While the columns are being written, Breslin’s wife Rosemary is dying. Breslin is seeking cures, consulting with doctors and attempting to manage his family, something foreign to him. On late night TV he hears of a possible cure. He explores it. The doctor who is supposed to have found the cure informs him that the television show’s statements had no basis in truth. He had found no cure. The Lufthansa heisters, Burke and Burke’s associates are aware of Breslin’s struggles, which are also financial. And they seem to have learned of the same possible cure.
Jimmy Grant came over. His wife, Dell, the singer at Pep McGuire’s was Jimmy Burke’s sister. Grant said “Jimmy has to talk to you right away. He’s on the phone. . . .
“You got to come down here,” he said. “I got something for the cancer . . . Come down. I’m at the Villagio.”
That was a restaurant on Rockaway Boulevard that was owned by Dominick Cataldo, who was a nice little guy but had a terrible reputation for doing a lot of work. The expression “work” meant murder . . . I am faced with meeting Jimmy Burke and Dominick Cataldo alone on an empty sidewalk in the night. But why not? I know Jimmy a long time. He would never hurt me. Sure, I had written a lot about him running the Lufthansa robbery. That was business. How could I not write about a holdup that big, six million? . . . At the same time, he and his crew were insanely shooting anybody who could link them to the heist. The police were going crazy with bodies. . . . And now Burke had something he thought could help me. Something out of the nights of nurses and hospital and doctors . . . it still seemed only sensible to go down and to see Burke.
Breslin took a cab and brought along a friend who was a detective on the Queens burglary squad.
As we were getting out of the cab, there was Jimmy Burke, alone, rumpled and loud.
“Why is he here?” he yelled . . . “I’m not going to kill you.”
Jimmy then walked up to us. “I know Rose when you married her. The doctors know how to cure the disease. They won’t do it unless they get paid. I got thirty-five thousand with me. I’ll give it to you, and you give it to the doctor tomorrow, and he’ll cure her. Don’t worry about getting it back to me. I just want to see her cured.”

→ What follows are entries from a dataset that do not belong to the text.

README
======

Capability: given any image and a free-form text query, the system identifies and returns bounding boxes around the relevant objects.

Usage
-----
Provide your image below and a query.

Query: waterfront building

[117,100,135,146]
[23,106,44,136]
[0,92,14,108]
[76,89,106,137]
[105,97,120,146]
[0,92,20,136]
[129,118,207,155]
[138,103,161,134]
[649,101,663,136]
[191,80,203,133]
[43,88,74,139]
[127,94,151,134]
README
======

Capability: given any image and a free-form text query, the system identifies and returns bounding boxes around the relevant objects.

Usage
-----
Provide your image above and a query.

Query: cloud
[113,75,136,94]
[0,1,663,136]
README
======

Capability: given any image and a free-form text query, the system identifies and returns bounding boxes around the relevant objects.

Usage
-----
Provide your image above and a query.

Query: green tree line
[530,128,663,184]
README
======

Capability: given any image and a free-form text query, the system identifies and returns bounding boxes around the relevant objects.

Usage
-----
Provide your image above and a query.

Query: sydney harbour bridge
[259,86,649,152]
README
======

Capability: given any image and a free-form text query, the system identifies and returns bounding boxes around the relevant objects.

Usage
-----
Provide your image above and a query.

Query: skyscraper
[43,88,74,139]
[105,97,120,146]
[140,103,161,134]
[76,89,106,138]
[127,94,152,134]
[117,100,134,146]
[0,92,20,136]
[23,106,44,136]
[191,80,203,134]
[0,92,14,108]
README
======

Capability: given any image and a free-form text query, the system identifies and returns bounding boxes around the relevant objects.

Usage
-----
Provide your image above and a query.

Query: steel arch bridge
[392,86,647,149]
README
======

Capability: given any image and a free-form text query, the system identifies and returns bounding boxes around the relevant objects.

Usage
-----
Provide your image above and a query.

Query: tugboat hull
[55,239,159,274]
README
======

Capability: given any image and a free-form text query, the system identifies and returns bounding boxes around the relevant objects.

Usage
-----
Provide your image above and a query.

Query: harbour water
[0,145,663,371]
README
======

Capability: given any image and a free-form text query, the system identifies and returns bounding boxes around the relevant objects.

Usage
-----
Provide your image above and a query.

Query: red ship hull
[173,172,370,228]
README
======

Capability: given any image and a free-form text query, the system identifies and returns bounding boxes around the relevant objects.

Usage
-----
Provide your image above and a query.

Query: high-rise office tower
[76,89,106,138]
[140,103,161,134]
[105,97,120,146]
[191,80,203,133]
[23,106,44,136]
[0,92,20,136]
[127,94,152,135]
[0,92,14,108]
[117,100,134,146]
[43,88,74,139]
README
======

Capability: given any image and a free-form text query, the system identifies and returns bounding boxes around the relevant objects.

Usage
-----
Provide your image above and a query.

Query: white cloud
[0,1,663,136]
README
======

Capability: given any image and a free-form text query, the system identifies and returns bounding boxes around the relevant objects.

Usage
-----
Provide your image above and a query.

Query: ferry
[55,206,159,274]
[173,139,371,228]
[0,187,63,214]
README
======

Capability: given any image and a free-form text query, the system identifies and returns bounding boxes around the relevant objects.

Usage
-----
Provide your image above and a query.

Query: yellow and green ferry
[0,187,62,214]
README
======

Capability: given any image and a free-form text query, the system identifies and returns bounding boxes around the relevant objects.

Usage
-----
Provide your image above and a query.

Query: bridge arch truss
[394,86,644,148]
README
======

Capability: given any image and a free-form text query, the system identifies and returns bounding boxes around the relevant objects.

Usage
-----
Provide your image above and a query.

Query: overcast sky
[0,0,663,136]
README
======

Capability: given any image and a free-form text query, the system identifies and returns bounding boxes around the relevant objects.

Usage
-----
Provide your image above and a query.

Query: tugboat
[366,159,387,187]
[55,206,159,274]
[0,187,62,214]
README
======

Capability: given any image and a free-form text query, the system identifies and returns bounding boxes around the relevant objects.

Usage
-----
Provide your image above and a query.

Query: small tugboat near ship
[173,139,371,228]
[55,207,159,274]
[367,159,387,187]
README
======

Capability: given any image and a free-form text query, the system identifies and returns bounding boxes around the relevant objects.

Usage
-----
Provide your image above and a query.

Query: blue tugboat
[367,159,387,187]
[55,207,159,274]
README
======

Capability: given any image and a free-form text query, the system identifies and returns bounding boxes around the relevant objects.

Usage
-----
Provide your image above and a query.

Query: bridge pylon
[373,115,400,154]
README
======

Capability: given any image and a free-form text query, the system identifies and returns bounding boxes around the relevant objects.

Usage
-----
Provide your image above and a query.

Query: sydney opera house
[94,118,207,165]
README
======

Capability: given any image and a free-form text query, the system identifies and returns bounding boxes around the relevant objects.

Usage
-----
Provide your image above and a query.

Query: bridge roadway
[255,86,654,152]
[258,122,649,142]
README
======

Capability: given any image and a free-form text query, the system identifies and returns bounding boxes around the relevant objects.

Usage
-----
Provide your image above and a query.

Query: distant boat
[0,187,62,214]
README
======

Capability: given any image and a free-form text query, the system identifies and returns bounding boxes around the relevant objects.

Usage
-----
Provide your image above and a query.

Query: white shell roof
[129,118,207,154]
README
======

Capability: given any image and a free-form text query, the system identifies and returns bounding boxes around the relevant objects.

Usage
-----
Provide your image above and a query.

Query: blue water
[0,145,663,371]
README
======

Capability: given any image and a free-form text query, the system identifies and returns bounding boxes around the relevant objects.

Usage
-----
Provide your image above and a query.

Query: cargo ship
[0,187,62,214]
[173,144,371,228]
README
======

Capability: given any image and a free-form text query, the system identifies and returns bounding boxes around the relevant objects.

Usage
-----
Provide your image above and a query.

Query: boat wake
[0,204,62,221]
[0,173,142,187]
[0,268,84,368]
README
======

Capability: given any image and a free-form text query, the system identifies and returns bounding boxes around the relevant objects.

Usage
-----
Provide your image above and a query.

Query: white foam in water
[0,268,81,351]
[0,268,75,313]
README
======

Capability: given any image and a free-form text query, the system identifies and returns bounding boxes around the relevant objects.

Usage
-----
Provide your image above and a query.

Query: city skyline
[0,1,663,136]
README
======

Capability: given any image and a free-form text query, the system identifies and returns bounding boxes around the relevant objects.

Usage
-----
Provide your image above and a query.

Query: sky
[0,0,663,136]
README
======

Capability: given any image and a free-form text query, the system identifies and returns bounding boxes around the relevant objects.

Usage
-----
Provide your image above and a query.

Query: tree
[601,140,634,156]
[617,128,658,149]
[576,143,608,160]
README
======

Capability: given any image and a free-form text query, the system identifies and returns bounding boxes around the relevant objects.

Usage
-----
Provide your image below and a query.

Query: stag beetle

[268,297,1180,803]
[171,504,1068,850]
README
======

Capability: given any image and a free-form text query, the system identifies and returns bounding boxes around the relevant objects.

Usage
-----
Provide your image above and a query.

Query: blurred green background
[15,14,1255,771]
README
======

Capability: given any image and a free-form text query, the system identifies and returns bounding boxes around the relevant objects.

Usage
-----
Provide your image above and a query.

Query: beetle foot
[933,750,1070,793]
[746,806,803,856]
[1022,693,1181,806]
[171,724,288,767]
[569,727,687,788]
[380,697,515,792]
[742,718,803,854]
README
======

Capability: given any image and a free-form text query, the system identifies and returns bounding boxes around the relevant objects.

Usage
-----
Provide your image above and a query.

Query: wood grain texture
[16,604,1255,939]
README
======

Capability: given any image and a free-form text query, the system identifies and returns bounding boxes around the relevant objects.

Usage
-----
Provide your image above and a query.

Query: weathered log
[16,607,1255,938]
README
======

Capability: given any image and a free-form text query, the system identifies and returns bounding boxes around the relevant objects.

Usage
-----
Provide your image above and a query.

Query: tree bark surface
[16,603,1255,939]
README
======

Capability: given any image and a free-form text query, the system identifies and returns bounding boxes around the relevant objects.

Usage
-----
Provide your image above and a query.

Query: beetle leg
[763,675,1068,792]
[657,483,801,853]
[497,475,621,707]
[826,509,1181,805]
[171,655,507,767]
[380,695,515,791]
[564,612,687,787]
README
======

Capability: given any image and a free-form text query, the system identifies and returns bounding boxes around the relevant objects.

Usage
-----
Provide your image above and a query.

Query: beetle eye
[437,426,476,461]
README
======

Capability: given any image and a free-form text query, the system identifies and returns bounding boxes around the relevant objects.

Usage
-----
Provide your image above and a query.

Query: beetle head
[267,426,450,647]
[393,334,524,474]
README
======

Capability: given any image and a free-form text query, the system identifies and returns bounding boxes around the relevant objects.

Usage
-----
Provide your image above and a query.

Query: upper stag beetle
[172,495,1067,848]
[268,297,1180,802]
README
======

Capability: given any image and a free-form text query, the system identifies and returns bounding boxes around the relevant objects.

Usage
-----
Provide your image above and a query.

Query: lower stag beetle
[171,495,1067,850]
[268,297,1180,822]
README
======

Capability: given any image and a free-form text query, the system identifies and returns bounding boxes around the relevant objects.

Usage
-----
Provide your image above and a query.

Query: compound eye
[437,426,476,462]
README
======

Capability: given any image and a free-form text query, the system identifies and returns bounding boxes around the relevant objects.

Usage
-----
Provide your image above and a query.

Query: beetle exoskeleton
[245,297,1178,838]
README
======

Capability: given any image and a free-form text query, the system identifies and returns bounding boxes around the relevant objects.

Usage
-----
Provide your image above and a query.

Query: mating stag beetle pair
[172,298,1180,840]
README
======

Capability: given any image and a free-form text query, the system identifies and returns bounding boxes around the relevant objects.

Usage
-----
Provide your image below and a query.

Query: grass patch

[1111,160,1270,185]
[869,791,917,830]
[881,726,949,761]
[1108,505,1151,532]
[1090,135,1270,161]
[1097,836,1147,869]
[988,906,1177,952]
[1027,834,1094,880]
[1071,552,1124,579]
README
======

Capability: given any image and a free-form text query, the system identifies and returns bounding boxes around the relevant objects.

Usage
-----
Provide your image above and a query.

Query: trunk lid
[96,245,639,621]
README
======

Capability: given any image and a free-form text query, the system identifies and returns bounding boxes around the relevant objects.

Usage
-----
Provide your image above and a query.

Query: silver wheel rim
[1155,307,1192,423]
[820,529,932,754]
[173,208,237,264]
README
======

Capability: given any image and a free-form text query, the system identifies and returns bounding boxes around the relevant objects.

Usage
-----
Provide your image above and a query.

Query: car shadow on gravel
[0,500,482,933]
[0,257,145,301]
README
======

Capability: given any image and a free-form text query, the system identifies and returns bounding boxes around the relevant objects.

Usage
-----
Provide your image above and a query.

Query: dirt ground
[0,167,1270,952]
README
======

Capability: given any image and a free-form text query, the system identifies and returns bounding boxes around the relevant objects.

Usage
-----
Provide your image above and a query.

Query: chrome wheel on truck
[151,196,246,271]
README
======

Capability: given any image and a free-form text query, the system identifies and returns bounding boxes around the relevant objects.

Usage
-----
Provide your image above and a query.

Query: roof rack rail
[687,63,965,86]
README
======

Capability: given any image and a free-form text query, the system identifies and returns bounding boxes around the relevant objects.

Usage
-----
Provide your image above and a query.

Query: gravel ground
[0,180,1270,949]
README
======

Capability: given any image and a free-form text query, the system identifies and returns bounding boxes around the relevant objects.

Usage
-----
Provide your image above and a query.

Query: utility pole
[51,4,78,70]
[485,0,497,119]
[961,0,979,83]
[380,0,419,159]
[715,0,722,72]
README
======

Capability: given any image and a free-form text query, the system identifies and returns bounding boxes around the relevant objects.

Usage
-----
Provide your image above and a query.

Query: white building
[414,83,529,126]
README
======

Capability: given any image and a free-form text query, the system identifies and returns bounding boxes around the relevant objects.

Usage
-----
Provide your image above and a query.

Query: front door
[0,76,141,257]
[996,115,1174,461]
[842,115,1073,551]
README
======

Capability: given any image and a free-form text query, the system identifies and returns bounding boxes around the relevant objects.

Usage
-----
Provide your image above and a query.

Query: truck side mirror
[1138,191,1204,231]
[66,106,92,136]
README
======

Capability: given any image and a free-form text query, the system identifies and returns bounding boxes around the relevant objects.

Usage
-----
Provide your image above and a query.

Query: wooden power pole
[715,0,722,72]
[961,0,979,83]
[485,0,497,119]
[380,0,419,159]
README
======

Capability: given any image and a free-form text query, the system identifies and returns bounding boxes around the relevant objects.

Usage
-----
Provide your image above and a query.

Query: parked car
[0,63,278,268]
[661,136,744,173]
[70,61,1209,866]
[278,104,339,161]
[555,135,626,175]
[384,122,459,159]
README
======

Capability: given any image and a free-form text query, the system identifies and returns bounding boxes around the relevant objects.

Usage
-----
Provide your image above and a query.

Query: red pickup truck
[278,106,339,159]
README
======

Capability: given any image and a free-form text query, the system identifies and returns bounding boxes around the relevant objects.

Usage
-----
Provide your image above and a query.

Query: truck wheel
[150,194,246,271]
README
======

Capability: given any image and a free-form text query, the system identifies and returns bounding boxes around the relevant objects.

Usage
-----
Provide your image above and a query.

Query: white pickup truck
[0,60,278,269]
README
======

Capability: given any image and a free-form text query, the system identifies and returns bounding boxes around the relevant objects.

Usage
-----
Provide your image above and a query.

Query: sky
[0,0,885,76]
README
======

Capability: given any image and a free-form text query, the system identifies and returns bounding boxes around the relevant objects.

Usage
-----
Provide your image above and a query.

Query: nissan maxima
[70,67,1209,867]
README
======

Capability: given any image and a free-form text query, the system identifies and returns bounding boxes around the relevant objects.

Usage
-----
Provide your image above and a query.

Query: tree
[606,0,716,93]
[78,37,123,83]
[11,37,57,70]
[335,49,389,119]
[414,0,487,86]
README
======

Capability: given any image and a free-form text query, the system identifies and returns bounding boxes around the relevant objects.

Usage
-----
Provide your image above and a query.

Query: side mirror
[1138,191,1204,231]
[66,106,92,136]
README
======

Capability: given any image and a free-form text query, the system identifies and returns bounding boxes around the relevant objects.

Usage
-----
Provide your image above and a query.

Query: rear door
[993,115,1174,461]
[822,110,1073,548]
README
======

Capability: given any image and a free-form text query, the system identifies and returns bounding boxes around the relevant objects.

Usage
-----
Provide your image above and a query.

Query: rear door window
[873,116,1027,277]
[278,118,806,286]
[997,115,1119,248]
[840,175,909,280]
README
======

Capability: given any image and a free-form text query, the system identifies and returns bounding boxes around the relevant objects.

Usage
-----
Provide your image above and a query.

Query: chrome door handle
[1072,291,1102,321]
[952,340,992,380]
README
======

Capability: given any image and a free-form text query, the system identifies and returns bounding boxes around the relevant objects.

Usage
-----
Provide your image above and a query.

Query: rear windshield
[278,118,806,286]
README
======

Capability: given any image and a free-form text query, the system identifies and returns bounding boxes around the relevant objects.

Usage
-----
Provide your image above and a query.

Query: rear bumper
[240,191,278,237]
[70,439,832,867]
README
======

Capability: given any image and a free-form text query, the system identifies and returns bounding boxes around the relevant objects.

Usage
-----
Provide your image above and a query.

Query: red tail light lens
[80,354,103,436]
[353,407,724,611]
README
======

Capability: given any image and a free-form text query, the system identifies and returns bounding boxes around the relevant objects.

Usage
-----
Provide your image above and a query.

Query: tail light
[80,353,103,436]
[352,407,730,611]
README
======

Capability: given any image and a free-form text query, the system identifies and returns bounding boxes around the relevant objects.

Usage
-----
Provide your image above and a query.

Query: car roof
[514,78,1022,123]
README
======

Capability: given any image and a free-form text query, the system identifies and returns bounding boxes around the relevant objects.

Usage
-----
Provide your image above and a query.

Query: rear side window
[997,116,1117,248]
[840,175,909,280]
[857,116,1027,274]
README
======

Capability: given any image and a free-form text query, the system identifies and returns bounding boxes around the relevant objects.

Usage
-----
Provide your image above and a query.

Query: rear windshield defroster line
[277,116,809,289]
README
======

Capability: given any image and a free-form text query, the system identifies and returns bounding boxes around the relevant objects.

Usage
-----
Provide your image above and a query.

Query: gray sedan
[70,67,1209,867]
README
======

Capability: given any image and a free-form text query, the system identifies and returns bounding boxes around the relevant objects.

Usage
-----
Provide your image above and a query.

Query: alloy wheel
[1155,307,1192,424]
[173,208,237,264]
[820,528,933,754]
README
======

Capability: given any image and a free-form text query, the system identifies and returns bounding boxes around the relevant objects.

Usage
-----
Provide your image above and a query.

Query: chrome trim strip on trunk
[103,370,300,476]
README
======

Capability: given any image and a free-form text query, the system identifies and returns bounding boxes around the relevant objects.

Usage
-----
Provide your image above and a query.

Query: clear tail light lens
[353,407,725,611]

I told him thanks but we were involved with a whole hospital full of doctors and so I’ll pass. “But I got to remember you forever.”
And so he did, writing this in the book The Good Rat, which came over twenty-five years later.
We learn a lesson here that seems overlooked in many journalism classes. To write the truth and be able to look the person you write about in the eye is a guarantee that you will do your best to be accurate in your writing, and that guarantee will win the respect of any subject who is at least aware of who they are. Fewer reporters who pretend to work on the tough beats on the street do this than you might think.
Burke was never caught in connection with the Lufthansa heist, but he died in jail, nonetheless. He was convicted of fixing a basketball game at Boston College, which Breslin notes “was the alma mater of the federal prosecutor in Brooklyn, Ed McDonald, who never stopped until Burke was sent away for a long time. Jimmy had left a mountain of bodies . . . and they buried him on a missed layup.”
Rosemary died in 1981. She was 50.
“Her death took the fun out of so much of the rest of life. No matter what,” her son Kevin Breslin said.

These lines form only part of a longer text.